Diz nosso crítico: “Se, como dizeis, o ‘duplo triângulo’ é feito para representar o espírito universal e a matéria apenas, a objeção de que dois lados — ou duas coisas quaisquer — não podem formar um triângulo, ou que um triângulo não pode ser feito para representar uma coisa — um espírito sozinho ou matéria sozinha — como pareceis ter feito pela distinção de branco e preto, permanece sem explicação.” Acreditando que já explicamos suficientemente algumas das dificuldades, e mostrado que os cabalistas ocidentais sempre consideraram a “trindade em unidade” e vice-versa, podemos acrescentar que os pitagóricos explicaram a “objeção” especialmente enfatizada pelo autor das palavras acima, cerca de 2500 anos atrás. Os números sagrados daquela escola — cuja ideia central era a de que existia um princípio permanente de unidade subjacente a todas as forças e mudanças fenomênicas do universo — não incluíam o número dois ou a díade entre os demais. Os pitagóricos recusavam-se a reconhecer esse número, mesmo como uma ideia abstrata, precisamente com base em que, na geometria, era impossível construir uma figura com apenas duas linhas retas. É óbvio que, para propósitos simbólicos, o número não pode ser identificado com qualquer figura circunscrita, seja uma figura geométrica plana ou sólida; e assim, como não podia ser feito para representar uma unidade em uma multiplicidade como qualquer outra figura poligonal pode, não podia ser considerado um número sagrado.

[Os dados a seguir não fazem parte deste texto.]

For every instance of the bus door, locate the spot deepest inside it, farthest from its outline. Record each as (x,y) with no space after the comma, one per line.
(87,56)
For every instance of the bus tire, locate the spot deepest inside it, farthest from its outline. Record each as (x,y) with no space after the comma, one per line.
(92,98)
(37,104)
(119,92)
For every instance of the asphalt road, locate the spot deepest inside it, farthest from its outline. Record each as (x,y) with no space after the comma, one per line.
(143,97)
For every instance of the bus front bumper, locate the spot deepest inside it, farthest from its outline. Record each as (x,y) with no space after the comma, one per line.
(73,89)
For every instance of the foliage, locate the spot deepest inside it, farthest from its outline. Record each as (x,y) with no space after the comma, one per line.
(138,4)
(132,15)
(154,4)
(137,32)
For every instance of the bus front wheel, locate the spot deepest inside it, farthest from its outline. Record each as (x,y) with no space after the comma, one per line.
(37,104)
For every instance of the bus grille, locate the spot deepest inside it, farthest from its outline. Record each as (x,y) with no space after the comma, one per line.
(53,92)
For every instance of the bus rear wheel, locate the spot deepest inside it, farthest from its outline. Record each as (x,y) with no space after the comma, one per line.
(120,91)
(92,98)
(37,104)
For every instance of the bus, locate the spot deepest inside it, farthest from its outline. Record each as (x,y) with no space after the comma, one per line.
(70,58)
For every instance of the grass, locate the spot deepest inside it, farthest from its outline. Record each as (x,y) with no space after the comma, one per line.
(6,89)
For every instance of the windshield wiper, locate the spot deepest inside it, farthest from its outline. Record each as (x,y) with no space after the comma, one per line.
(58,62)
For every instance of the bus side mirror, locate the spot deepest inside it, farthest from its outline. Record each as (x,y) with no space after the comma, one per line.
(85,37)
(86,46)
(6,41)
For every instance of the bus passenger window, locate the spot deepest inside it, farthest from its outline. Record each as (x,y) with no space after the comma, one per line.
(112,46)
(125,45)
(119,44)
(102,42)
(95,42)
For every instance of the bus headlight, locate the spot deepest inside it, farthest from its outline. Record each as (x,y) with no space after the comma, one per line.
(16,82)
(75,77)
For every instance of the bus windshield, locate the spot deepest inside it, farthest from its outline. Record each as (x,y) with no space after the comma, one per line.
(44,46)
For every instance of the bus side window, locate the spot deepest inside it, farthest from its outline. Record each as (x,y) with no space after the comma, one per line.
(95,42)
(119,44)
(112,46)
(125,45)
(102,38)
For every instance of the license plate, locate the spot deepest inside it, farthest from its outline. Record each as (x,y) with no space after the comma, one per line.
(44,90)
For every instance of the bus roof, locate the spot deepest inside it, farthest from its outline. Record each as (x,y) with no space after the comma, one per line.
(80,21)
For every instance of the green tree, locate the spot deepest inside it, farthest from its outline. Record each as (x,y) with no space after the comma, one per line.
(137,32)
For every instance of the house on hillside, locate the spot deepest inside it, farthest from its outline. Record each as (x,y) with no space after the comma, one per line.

O número dois, representado em geometria por uma linha horizontal dupla = e nos numerais romanos por uma linha perpendicular dupla ||, sendo uma linha que tem comprimento, mas não largura nem espessura, precisava que outro numeral lhe fosse acrescentado antes de poder ser aceito. É apenas em conjunção com o número um que, tornando-se o triângulo equilátero, pode ser chamado de figura. Torna-se, portanto, evidente por que, tendo que simbolizar espírito e matéria — o Alfa e o Ômega no Cosmos — os hermetistas tiveram que usar dois triângulos entrelaçados — ambos uma “trindade em unidade” — fazendo o primeiro tipificar “espírito” — branco, com giz — e o segundo tipificar “matéria” — negro, com carvão.

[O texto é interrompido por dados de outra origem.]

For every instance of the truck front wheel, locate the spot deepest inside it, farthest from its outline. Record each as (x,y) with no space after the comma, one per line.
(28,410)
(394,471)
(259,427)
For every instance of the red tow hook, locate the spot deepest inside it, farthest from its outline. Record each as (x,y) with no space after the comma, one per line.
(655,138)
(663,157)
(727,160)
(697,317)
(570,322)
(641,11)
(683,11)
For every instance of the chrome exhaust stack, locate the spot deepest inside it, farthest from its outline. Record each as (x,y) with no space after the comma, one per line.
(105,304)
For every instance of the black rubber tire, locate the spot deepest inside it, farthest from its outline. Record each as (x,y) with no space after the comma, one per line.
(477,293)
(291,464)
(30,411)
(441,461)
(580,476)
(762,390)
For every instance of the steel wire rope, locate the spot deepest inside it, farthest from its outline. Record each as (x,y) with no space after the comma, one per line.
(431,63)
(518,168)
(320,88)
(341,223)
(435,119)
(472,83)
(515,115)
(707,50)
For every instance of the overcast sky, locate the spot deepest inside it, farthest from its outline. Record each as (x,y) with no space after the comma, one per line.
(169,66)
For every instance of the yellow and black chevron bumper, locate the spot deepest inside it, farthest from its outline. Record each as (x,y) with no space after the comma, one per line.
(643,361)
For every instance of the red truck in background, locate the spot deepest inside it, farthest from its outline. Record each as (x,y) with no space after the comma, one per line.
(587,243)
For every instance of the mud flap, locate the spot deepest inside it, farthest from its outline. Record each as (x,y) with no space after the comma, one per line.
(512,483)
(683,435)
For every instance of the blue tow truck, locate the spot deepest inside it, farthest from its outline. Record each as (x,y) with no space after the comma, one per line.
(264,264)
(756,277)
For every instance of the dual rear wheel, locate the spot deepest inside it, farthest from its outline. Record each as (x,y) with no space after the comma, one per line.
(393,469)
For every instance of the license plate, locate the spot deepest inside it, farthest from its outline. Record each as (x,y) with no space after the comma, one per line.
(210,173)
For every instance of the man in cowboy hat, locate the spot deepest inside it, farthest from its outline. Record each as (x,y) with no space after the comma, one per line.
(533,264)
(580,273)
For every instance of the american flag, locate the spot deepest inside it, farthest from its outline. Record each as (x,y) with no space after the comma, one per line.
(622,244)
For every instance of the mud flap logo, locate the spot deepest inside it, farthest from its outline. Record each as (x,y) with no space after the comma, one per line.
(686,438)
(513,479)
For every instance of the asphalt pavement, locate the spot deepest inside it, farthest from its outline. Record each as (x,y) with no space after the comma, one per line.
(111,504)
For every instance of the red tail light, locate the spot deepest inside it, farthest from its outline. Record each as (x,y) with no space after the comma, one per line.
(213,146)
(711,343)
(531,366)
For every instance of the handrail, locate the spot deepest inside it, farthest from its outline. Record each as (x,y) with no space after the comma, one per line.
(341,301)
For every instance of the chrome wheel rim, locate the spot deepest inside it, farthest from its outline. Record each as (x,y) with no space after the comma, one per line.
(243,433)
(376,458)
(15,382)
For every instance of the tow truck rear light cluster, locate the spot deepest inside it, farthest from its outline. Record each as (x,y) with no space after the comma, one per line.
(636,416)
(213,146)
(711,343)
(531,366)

À pergunta: o que significam os dois outros pontos brancos, se o “ponto branco ascendendo em direção ao céu simboliza espírito” — respondemos que, segundo os cabalistas, os dois pontos inferiores significam “espírito caindo na geração”, isto é, a pura centelha divina já mesclada com a matéria do mundo fenomênico. A mesma explicação vale para os dois ângulos negros da linha horizontal; ambos os terceiros pontos mostram um — a purificação progressiva do espírito, e o outro — a materialidade progressiva da matéria. Outrossim, dizer que “qualquer pensamento de ascendente ou descendente” na “sublime ideia do Cosmos” parece “não apenas revoltante mas irreal” equivale a objetar que qualquer coisa abstrata seja simbolizada em uma imagem concreta. Então, por que não abolir todos os sinais completamente, incluindo o de Vishnu, com toda a erudita explicação purânica do mesmo dada pelo autor? E por que a ideia cabalística seria mais revoltante do que a de “Morte — Devoradora — Tempo”, sendo esta última palavra sinônimo de Eternidade Infinita — representada por um círculo envolvendo o duplo triângulo? Estranha inconsistência, que, além disso, colide inteiramente com o restante do artigo! Se o autor não encontrou “em nenhum lugar a ideia de um triângulo ser branco e o outro negro”, é simplesmente porque ele nunca estudou, nem provavelmente jamais viu, os escritos dos cabalistas ocidentais e suas ilustrações.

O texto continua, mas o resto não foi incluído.